The other facet of believability is in the solving. Make sure your protagonist isn’t having suspicions or drawing conclusions out of thin air. Every time they get a step further in the mystery, there should be something tangible that they experienced, saw, or remember that led them there.

3) Don’t over explain, leave clues

Now, this may seem contradictory to what we just said, but hear us out. While the reader should always be able to see clearly where your protagonist’s head is, make sure you’re not over-explaining. For example, say there’s a vase in an apartment that is (eventually) going to be the place where the murder weapon was stashed. Don’t write a whole paragraph about the vase- write a sentence. You should be merely leaving clues for the reader throughout your novel. Some clues your protagonist may notice, but others your readers may notice first. Don’t make it too obvious where the reader should be looking. Otherwise, you’re taking the mystery out of mystery novel.


4) Use Red Herrings

This is possibly the best tool for the mystery novel writer. The toughest part of writing a mystery novel is trying to make the reader surprised and satisfied with your ending. It involves a very tricky juggling act between leaving clues while also not making the clues too obvious. That’s not an easy balancing act. Your best tool to achieve this is to use what are called red herrings.

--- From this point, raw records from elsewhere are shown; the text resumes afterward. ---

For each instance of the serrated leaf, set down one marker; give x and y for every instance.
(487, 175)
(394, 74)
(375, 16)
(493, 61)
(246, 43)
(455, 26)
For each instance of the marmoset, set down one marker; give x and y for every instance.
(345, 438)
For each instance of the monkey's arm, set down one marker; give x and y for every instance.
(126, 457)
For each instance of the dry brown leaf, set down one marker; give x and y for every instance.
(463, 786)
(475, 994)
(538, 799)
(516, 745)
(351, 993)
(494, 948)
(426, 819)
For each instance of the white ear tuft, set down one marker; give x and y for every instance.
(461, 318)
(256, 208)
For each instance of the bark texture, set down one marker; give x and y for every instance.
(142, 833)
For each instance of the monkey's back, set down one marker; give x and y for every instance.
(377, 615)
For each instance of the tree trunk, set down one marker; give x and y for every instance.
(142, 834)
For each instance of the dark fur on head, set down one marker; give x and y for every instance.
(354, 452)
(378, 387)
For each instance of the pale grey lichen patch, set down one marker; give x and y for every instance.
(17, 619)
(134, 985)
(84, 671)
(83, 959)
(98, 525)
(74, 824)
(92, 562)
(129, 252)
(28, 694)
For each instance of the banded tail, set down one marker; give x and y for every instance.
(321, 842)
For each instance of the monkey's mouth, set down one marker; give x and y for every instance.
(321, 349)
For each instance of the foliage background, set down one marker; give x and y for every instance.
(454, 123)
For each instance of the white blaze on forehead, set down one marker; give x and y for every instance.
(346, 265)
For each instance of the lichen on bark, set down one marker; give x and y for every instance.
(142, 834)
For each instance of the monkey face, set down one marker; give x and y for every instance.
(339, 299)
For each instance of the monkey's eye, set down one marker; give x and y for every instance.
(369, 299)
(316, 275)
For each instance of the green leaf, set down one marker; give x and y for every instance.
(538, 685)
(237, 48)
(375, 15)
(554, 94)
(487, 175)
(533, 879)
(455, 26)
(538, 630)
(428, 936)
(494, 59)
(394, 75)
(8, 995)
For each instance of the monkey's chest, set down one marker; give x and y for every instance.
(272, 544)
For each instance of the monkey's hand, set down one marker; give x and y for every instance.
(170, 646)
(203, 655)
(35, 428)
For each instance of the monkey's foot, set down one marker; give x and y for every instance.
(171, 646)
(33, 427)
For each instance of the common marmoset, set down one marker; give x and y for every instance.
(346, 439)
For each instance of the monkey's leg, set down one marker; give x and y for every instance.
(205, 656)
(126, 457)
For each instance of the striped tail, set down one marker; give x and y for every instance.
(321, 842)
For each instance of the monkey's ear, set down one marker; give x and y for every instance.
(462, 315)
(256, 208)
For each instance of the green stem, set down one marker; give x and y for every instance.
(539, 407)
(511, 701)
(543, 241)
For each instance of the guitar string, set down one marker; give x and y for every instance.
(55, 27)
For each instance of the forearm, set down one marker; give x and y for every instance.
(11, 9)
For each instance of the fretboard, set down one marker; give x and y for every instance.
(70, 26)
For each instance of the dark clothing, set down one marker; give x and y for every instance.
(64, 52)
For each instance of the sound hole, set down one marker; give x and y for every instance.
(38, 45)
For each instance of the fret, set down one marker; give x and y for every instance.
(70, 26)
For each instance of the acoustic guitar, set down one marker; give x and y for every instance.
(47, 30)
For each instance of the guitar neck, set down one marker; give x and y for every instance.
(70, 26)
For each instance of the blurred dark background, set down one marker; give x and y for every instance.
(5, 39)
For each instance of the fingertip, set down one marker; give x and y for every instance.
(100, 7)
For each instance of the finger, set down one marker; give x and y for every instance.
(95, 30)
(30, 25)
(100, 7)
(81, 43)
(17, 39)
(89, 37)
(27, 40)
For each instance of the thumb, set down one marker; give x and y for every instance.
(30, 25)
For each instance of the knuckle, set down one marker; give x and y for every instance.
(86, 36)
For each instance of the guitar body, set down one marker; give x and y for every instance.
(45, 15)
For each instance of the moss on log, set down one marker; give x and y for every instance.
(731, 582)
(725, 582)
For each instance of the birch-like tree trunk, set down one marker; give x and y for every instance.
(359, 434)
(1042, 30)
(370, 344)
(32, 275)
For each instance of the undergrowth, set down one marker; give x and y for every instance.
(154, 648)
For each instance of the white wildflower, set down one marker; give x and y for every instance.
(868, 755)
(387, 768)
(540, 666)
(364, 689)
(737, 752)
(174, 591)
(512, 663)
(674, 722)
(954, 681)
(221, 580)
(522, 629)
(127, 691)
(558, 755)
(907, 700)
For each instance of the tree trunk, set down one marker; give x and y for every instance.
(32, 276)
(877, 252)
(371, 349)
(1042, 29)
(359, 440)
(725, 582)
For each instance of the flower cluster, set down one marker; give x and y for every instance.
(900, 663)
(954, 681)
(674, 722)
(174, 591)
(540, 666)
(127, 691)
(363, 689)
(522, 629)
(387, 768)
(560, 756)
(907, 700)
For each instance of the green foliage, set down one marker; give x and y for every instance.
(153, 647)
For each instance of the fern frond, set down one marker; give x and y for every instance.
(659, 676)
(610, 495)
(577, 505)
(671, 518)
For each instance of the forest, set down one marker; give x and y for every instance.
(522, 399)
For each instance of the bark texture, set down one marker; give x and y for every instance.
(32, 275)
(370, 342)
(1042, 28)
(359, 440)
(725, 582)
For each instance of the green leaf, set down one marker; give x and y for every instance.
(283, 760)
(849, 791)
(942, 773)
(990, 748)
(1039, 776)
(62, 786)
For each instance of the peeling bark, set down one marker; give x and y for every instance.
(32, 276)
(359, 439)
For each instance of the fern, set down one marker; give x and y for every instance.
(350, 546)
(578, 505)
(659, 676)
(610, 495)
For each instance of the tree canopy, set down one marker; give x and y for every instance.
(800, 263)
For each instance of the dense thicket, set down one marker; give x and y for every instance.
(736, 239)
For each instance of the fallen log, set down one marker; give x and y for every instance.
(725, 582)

A red herring is a clue or a piece of information which is intended to be misleading or distracting. In order to surprise your readers by the end, you have to lead them down some false trails, distract them, and make them miss some of your clues. You could include a character that is initially acting suspiciously. You could have your detective find a clue, only later to realize it was placed there by the villain to lead them the wrong way. You could even have an object that seems to have more significance than it really does. Whatever route you choose, distraction is the key.

5) Create Suspense through Dialogue and Character

The other tricky part of crafting a mystery novel is creating suspense. Creating a good crime is part of that, but there are a few other facets to keeping suspense consistently high throughout the novel. The first is character and character development. While the plot of a mystery novel is crucial, in order for readers to care about the journey, they have to care about the character. You want your reader to love your protagonist- to care about their safety, desires, and overall success on their journey. This will only happen if your character is well-written, so spend time really fleshing out who your detective is (as well as other important characters in the story).

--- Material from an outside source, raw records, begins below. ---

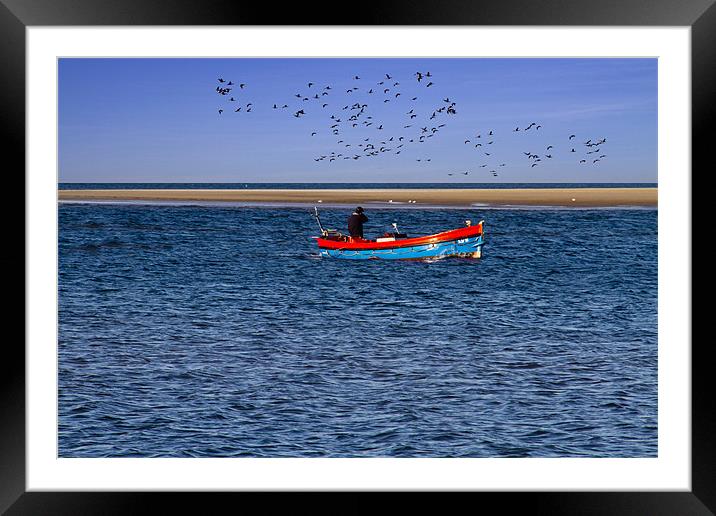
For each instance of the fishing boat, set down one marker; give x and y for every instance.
(465, 242)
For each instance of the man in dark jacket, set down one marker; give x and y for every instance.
(355, 222)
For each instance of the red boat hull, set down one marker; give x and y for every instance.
(355, 243)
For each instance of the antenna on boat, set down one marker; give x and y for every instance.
(318, 219)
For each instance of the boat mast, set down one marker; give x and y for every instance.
(318, 219)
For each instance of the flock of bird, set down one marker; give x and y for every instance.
(351, 119)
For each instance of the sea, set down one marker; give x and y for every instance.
(216, 330)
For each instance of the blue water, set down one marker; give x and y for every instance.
(207, 331)
(304, 186)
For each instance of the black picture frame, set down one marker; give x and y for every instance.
(16, 15)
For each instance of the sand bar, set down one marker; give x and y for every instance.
(445, 196)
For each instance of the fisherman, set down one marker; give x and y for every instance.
(355, 222)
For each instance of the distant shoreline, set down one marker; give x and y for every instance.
(602, 197)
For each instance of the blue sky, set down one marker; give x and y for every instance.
(157, 120)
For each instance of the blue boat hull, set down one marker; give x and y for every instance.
(465, 248)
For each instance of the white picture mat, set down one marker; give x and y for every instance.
(670, 471)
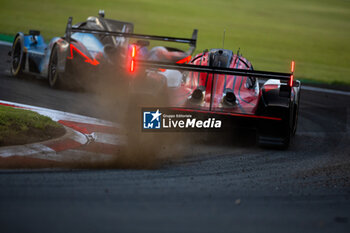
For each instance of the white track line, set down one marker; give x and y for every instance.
(309, 88)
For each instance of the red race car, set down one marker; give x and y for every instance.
(220, 82)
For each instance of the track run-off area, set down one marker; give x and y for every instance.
(215, 186)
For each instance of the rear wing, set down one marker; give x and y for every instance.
(191, 41)
(287, 78)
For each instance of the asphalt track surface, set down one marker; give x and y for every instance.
(237, 188)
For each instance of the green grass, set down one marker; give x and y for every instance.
(19, 126)
(270, 33)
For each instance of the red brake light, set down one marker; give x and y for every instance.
(292, 75)
(185, 60)
(87, 59)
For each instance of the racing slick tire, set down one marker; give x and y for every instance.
(17, 57)
(278, 135)
(54, 77)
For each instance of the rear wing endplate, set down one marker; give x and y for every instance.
(283, 77)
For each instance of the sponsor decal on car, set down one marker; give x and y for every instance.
(170, 120)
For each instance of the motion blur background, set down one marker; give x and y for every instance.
(270, 33)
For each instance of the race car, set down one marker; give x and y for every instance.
(87, 52)
(220, 82)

The other facet of this is dialogue. Every second of your story must keep the reader on edge, so use dialogue to further engage your audience. Have a character lie, while your protagonist knows they’re lying. Have another say or do something unexpected or out-of-character. Your detective should be pulled in a lot of different directions and, once the mystery starts, virtually every conversation they have should make them feel uneasy in one way or another.

Though the prospect of tackling a mystery novel may seem monstrous, if you work hard at mapping out your plot and characters it becomes a lot less terrifying. Much like a Scooby Doo episode, the monster isn’t ever as scary as it first appears.